In this work we introduce an optimization framework to tune a set of Feedback Delay Network (FDN) parameters (feedback matrix, input gains, and output gains) to achieve a smoother and less colored reverberation.
This is the companion code to the Feedback Delay Network Optimization paper submitted for EURASIP Journal on Audio, Speech, and Music Processing, special issue on Digital Audio Effects [1].
This is an extension to our previous work, which you can find in the branch dafx23
of this repository and documented in the relative DAFx paper [2].

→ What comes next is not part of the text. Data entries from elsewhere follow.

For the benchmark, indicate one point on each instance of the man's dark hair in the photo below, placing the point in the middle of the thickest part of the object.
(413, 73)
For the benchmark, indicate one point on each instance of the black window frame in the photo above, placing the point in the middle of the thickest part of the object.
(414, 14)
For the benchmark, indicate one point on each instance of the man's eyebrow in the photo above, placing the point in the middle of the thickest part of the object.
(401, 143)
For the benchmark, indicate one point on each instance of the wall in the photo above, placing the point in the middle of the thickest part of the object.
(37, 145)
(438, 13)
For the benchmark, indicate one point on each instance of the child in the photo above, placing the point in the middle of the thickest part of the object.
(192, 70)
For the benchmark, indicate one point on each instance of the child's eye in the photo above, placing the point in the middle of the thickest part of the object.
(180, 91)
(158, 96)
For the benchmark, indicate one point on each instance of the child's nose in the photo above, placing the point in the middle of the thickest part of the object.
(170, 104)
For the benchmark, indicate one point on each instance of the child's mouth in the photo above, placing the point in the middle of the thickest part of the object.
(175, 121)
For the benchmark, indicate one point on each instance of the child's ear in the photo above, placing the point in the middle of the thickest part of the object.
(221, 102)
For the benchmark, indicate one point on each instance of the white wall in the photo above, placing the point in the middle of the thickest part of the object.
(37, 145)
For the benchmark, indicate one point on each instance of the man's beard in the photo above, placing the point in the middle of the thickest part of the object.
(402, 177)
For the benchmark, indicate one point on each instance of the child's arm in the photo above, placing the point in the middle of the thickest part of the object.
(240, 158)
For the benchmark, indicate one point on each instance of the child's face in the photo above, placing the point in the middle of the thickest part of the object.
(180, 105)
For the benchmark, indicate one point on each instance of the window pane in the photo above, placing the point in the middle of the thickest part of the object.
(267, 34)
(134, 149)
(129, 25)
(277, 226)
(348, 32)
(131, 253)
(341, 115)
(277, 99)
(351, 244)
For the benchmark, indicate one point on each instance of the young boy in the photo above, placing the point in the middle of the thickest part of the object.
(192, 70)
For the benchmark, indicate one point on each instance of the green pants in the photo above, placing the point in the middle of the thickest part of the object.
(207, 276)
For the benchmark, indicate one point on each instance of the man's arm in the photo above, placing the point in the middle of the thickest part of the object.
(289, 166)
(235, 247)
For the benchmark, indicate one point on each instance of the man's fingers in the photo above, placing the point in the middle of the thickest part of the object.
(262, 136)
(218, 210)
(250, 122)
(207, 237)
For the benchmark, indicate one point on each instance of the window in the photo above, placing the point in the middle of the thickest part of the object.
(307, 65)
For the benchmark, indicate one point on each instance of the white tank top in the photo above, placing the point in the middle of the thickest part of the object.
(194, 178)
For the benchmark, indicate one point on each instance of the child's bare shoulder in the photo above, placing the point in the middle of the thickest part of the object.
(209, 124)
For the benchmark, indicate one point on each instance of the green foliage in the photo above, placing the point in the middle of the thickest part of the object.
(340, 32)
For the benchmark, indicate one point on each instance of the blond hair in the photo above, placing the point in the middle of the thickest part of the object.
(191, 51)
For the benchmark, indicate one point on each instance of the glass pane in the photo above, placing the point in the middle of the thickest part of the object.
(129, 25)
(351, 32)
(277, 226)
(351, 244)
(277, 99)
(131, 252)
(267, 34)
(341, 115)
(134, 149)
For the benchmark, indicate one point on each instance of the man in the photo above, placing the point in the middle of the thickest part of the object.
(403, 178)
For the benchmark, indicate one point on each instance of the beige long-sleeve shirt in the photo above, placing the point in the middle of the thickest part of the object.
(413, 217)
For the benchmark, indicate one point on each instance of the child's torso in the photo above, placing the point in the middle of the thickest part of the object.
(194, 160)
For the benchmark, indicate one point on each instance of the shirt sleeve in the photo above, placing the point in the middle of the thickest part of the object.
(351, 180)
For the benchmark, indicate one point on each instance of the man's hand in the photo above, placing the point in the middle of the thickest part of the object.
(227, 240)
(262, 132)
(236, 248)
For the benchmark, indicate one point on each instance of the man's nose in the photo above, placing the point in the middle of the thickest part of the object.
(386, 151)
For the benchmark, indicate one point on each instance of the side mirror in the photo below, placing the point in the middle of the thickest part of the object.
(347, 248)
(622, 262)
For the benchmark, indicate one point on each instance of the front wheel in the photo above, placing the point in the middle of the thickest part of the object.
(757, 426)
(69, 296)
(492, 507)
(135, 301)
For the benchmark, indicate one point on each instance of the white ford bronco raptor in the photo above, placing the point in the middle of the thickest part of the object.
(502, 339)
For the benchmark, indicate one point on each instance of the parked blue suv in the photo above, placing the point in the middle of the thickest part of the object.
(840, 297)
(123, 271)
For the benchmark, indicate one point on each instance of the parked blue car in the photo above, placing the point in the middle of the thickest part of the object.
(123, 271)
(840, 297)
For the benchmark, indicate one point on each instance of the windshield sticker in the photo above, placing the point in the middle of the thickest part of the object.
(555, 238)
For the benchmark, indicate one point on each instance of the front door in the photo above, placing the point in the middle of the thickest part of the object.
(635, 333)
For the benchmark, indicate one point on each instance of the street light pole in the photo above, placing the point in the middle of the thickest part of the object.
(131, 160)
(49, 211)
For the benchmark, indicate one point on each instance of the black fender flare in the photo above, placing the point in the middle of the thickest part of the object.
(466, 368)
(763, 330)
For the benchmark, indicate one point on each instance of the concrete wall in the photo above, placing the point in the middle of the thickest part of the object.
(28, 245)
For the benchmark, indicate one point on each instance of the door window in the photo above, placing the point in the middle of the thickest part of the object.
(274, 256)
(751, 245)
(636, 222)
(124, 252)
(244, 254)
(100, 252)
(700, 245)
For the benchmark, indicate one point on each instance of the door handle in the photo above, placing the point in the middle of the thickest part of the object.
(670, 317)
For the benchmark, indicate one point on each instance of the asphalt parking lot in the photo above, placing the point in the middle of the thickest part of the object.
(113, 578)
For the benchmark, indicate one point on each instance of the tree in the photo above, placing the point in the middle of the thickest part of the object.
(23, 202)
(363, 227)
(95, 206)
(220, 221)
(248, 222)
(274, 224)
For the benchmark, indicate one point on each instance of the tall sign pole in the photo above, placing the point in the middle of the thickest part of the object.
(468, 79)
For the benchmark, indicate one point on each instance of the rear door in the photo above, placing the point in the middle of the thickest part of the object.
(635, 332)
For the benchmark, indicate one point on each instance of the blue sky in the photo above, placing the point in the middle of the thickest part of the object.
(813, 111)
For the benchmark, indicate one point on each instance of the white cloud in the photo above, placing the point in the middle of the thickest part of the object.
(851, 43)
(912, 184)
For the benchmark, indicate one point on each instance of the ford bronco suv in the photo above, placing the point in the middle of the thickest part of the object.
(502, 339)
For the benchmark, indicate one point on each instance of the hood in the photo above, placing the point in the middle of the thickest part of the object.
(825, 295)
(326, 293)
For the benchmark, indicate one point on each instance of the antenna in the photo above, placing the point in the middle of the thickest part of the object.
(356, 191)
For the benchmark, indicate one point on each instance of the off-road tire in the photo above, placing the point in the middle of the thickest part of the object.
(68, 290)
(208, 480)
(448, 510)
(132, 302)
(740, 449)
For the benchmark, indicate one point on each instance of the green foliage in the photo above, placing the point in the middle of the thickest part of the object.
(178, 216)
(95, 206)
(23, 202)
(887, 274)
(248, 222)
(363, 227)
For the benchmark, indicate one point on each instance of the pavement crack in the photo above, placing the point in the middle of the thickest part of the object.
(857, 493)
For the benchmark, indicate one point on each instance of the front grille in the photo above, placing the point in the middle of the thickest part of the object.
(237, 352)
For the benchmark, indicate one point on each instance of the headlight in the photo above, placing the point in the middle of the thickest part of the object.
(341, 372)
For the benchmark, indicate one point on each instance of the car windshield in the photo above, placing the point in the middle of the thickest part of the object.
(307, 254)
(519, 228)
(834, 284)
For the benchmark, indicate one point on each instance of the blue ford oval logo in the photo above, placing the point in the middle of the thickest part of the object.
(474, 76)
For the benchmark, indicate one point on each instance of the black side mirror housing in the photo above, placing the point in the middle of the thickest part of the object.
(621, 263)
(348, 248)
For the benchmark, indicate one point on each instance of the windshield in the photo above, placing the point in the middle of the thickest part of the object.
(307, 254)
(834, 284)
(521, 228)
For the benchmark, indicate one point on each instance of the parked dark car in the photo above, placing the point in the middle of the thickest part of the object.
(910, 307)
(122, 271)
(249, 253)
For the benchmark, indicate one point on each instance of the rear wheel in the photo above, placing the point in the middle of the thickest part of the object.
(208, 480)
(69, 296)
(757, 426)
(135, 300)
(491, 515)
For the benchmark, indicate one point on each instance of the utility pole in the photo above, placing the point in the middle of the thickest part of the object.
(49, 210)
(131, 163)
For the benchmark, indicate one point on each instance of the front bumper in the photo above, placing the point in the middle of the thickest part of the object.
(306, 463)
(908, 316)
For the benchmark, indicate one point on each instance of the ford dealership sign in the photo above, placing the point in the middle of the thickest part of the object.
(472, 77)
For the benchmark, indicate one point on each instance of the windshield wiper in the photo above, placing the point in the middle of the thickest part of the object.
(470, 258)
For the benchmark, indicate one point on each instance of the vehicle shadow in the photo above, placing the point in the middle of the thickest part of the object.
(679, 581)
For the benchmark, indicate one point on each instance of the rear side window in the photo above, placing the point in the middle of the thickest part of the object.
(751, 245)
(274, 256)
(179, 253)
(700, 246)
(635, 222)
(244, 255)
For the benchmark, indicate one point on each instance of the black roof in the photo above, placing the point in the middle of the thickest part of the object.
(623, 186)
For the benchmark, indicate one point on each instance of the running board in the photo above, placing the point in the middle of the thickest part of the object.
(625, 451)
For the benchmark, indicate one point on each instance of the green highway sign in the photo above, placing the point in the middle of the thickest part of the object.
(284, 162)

Main updates from the previous framework:
When cloning this repository, make sure to clone all the submodules, namely fdnToolbox and DecayFitNet, by running
git clone --recurse-submodules git@github.com:gdalsanto/diff-fdn-colorless.git
To install the required packages using conda environments open the terminal at the repo directory and run the following command
conda env create -f diff-colorless-fdn-gpu.yml
Alternatively, use the CPU compatible environement diff-colorless-fdn.yml
The optimization is coded in PyTorch. Run the solver.py
file to launch training, the delay lines lengths must be given as arguments for the code to run. Check solver.py
for the complete list of arguments. The initial and optimized parameters values are saved in output/.
.
The MATLAB demo code inference.m
shows how to load the optimized FDN parameters on Sebastian Schlecht's fdnToolbox
Audio demos are published in: Feedback Delay Network Optimization.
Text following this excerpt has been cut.